I'm out of white bread and Tom just went to the grocery yesterday. So what do I do? Make my own. Trouble is, I got greedy,
I used the Betty Crocker recipe that I've used plenty of times in the past. So I know it's a good one (here). The end result was tasty though it lacked the usual loft, What did I do wrong?
First of all, I was a bit worried about the yeast I was using. It was given to me about a year and a half ago and I've kept it in an airtight container and frozen. And I've been using it, of course. I proofed it to make sure it was good and the milk/sugar moisture soon began to foam.
OK, no problem there.
And actually the finished loaves don't look too bad. They just deflated their tops a bit during baking.
But when I mixed the dough and set it to rise the first time I found that it had certainly tripled in the time allotted (1.5 hours). Beautiful! This stuff is going to the moon.
Well, no.
So I knocked it down, divided it into two pan and let it rise again. Still GREAT!

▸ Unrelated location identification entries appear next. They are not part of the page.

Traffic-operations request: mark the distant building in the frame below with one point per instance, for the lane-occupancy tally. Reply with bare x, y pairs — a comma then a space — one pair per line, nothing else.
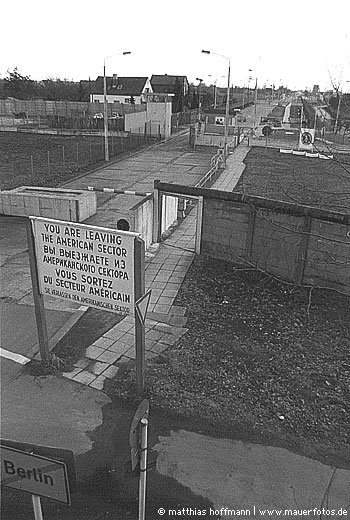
121, 90
177, 86
164, 84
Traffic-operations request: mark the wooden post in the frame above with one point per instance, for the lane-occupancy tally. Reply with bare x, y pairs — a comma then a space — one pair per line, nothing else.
38, 298
139, 290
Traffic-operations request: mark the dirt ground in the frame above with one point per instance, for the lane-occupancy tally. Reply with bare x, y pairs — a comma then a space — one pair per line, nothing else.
261, 360
296, 179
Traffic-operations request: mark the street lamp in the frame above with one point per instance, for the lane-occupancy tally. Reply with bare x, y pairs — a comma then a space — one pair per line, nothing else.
105, 108
215, 89
199, 98
227, 100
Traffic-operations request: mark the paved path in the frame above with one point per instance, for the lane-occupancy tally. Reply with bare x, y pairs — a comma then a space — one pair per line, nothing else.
229, 473
166, 267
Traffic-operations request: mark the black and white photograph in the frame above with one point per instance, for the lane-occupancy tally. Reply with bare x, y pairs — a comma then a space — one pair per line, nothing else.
175, 260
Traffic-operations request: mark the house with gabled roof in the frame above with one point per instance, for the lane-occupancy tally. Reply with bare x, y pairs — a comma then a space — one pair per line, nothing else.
122, 89
165, 84
176, 86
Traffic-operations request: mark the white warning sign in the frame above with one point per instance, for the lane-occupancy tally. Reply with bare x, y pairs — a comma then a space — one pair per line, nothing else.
306, 139
90, 265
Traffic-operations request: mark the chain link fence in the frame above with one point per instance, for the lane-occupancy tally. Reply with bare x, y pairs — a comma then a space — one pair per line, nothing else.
30, 159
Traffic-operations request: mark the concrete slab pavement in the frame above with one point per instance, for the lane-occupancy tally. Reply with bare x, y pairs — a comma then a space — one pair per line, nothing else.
61, 412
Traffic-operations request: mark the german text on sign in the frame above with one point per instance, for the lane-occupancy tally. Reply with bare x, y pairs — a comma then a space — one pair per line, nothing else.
34, 474
90, 265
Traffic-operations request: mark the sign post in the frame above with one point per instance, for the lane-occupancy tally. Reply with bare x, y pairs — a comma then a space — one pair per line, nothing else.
38, 298
94, 266
138, 445
139, 289
143, 469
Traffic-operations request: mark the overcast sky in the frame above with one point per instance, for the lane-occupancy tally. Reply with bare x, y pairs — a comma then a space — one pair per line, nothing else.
295, 43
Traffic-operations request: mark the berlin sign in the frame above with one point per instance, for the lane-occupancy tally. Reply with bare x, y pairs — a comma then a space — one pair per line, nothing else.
90, 265
34, 474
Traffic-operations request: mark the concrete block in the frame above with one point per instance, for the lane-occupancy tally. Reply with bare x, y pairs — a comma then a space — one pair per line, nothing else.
56, 203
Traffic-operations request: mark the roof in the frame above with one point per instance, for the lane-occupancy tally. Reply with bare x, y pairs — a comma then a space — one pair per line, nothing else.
121, 86
165, 83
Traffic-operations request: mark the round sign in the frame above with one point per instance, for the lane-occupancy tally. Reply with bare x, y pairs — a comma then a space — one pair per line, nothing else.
306, 138
267, 130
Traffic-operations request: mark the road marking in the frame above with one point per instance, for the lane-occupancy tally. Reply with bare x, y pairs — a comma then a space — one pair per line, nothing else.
18, 358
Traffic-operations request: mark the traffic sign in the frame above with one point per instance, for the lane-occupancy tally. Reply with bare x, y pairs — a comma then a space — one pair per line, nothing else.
134, 436
40, 476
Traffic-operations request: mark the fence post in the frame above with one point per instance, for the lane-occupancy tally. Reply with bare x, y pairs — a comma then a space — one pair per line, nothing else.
32, 166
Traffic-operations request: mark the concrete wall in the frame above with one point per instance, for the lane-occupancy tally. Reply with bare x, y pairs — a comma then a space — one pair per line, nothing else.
160, 113
135, 122
56, 203
215, 140
300, 249
143, 220
299, 244
157, 117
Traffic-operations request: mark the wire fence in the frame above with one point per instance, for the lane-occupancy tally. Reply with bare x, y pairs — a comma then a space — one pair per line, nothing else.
51, 160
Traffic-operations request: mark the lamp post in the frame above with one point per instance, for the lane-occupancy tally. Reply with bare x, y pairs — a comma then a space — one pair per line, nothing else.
199, 98
227, 100
105, 106
215, 89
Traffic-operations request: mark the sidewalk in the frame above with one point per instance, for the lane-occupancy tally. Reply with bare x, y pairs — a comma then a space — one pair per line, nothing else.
166, 267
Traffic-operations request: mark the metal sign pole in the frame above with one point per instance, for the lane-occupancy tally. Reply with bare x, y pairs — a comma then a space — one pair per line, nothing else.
38, 514
38, 298
139, 290
143, 469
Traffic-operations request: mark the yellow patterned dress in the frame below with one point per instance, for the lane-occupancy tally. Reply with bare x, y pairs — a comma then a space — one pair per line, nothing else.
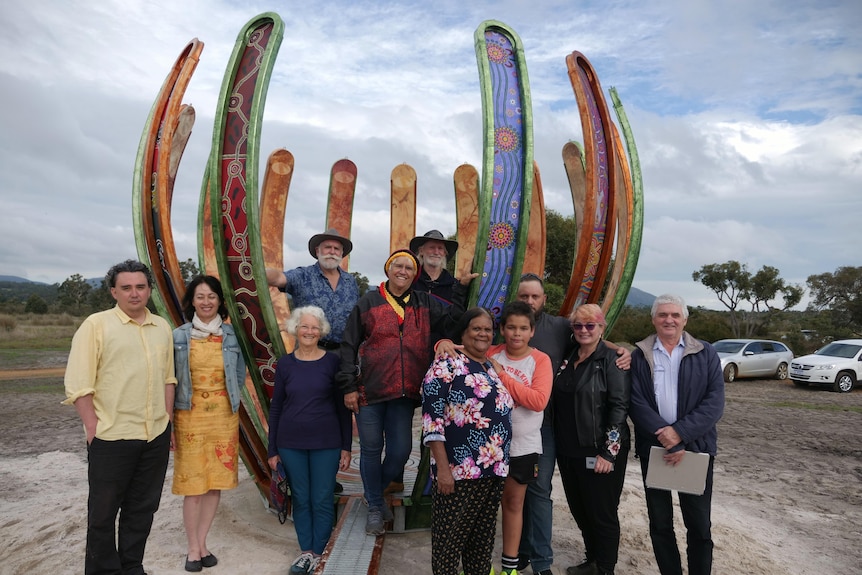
207, 436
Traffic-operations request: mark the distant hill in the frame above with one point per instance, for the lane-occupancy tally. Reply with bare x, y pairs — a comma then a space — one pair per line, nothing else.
639, 298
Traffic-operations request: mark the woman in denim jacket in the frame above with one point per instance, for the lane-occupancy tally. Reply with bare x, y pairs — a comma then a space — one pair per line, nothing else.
210, 372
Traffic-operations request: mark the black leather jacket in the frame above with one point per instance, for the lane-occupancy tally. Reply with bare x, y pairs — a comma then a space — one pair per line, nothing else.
602, 397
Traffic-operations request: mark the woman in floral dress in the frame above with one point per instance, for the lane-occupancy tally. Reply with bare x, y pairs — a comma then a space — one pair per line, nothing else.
590, 401
210, 372
466, 423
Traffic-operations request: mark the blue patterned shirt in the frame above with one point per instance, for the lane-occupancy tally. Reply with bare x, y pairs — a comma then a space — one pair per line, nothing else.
470, 410
309, 286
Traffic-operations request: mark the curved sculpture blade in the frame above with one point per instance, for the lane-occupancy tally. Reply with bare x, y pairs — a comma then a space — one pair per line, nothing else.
273, 205
600, 180
233, 176
534, 257
402, 215
625, 205
637, 214
466, 181
339, 206
507, 167
152, 186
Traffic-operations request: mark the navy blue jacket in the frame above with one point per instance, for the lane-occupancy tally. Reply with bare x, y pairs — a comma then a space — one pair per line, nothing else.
700, 402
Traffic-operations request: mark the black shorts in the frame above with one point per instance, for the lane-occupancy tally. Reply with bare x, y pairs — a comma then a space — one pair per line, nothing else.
525, 468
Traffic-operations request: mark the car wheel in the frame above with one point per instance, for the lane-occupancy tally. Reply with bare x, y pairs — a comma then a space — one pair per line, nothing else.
844, 382
729, 372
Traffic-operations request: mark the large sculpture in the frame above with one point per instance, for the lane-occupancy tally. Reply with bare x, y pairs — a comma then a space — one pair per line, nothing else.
499, 213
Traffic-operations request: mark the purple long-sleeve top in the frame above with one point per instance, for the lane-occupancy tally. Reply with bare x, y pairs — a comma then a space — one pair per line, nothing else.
307, 409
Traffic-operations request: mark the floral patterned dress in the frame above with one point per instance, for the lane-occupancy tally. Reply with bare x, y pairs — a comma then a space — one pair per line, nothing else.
207, 435
469, 409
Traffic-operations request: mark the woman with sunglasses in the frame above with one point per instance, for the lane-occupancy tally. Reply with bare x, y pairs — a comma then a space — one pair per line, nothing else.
590, 404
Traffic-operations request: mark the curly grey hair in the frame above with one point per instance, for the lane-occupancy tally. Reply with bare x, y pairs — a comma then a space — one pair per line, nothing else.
312, 310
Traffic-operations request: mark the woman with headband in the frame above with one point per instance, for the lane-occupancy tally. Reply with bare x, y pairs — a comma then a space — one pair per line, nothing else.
385, 352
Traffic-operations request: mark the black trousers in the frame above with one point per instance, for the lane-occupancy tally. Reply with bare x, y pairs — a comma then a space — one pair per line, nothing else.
463, 526
594, 499
696, 514
126, 477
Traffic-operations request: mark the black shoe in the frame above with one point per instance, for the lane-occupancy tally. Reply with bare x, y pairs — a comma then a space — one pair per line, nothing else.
585, 568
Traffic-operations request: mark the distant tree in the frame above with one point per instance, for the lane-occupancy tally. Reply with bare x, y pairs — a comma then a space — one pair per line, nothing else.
100, 298
361, 281
735, 285
559, 248
189, 270
841, 294
73, 293
37, 305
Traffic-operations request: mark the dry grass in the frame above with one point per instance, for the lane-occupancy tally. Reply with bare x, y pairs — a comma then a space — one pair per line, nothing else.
49, 332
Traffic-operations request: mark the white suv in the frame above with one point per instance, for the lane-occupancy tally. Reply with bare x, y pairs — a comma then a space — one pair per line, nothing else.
838, 364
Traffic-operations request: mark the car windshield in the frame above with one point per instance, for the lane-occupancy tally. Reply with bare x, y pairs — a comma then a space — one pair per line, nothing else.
728, 346
835, 349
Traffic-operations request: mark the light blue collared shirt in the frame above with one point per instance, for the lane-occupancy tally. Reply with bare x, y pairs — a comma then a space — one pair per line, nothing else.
666, 378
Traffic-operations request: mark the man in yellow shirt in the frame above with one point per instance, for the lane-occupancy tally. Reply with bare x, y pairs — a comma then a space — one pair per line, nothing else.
120, 378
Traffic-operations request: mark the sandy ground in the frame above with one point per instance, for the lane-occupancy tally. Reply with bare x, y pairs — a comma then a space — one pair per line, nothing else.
788, 495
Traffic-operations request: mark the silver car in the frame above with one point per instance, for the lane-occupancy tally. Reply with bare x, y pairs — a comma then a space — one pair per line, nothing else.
753, 358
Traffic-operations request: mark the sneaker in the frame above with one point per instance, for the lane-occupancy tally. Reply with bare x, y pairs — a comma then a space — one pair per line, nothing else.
374, 523
304, 564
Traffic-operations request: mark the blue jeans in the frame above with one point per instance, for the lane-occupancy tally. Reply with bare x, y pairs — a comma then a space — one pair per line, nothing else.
539, 509
311, 475
389, 422
696, 510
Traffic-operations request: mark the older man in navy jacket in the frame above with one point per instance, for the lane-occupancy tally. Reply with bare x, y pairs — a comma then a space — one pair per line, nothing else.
677, 400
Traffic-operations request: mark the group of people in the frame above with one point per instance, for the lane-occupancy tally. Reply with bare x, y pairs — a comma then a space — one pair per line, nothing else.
496, 418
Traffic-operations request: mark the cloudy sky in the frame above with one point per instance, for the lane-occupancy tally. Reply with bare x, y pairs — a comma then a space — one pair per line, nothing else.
747, 117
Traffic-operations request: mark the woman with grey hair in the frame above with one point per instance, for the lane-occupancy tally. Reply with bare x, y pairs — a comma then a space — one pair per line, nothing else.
309, 432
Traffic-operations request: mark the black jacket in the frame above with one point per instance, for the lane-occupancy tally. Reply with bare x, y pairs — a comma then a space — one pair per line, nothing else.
602, 397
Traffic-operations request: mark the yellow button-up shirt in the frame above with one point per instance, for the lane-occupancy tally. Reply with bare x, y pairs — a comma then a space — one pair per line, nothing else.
125, 366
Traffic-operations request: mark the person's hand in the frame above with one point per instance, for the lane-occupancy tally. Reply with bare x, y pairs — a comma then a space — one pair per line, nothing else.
668, 437
603, 465
344, 462
446, 348
351, 401
674, 458
624, 358
445, 480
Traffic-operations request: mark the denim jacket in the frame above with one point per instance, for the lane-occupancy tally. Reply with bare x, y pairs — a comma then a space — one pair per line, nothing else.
234, 366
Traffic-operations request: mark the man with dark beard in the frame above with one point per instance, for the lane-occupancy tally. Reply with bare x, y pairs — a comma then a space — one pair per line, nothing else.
323, 284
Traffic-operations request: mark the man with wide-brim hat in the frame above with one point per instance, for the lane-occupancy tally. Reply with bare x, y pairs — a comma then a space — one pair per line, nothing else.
323, 284
433, 250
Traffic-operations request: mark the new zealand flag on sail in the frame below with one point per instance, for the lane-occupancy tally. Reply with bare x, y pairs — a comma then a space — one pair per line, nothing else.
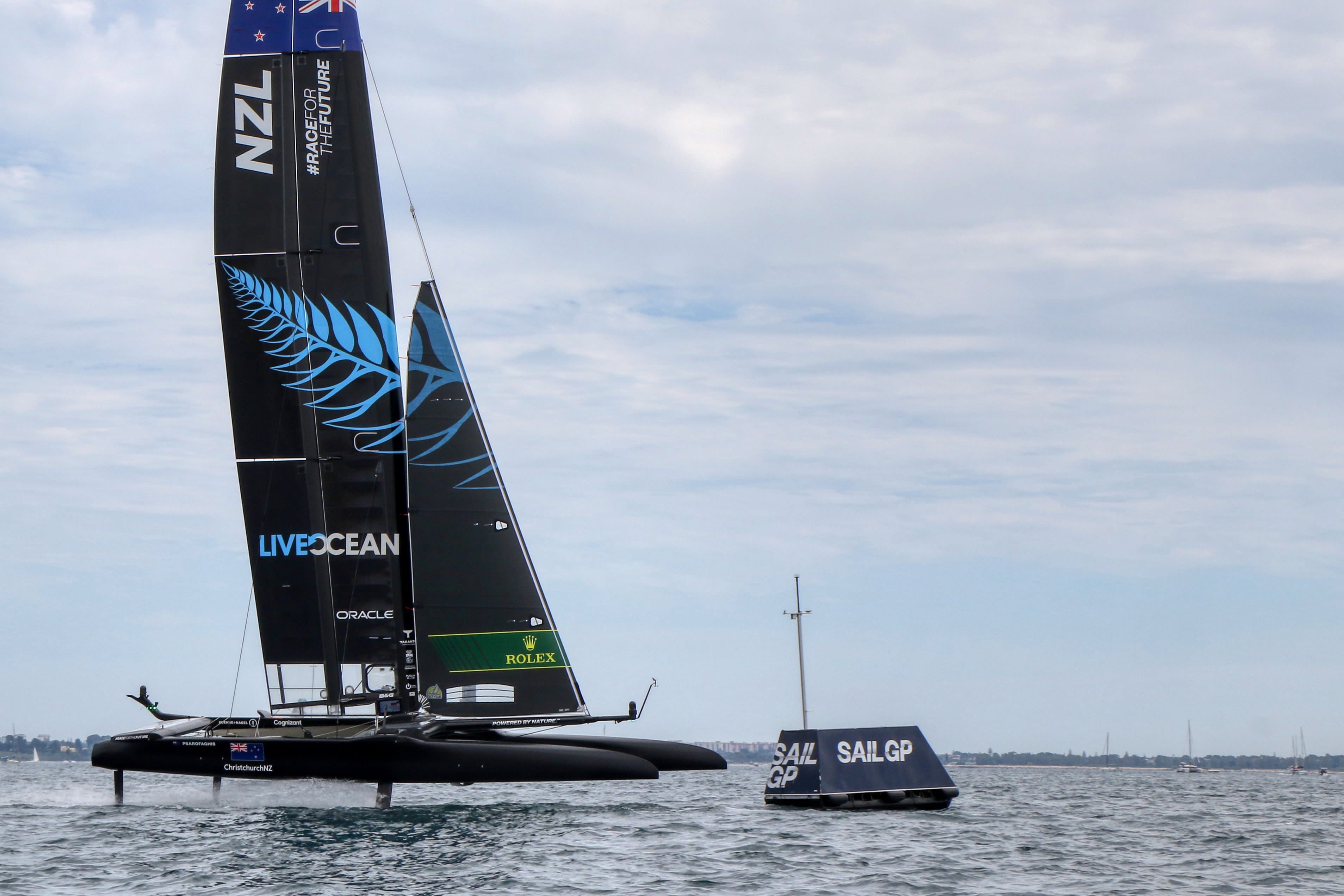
247, 753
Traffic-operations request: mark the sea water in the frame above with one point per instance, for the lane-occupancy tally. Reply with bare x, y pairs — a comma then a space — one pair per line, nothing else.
1012, 831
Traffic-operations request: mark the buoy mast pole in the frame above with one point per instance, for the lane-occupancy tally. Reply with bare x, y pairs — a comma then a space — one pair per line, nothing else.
798, 617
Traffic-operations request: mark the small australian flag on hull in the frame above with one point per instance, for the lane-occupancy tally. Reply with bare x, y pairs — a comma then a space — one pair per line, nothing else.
247, 753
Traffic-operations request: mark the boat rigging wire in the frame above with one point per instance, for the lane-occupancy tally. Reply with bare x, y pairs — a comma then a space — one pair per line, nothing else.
241, 645
398, 158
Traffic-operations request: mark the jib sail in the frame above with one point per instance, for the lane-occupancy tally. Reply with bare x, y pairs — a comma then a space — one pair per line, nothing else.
487, 643
311, 350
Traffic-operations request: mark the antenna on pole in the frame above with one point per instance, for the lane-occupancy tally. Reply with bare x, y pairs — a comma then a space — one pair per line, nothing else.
798, 617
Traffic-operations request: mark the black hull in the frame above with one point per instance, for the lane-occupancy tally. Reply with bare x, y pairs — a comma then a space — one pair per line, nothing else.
381, 758
933, 798
666, 755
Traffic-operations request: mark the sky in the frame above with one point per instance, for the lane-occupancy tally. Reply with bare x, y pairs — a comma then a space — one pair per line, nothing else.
1012, 328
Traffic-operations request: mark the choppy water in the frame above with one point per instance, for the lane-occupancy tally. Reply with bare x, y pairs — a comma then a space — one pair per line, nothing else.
1014, 831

But that was the problem. I let the doughs "overdevelop". I was too anxious for a big rise and when I set it to bake, the top began collapsing. Both loaves looked like a balloon that had the air left out of it. And that's exactly what happened.
I allowed the second rise to run another hour and a half. I should have stopped at 45 minutes (as the recipe states) and allowed the rise to continue a bit while the baking got underway. The dough didn't have the structure necessary to hold it's head high.
This is what I ended up with:
The tops had completely collapsed upon themselves and the bread became a bit more dense than I'd have liked. But they smell great and taste wonderful. So it was salvaged in the end. But the bread was also not what it could have been.
Note to self: don't get greedy in the kitchen. Enough is always enough.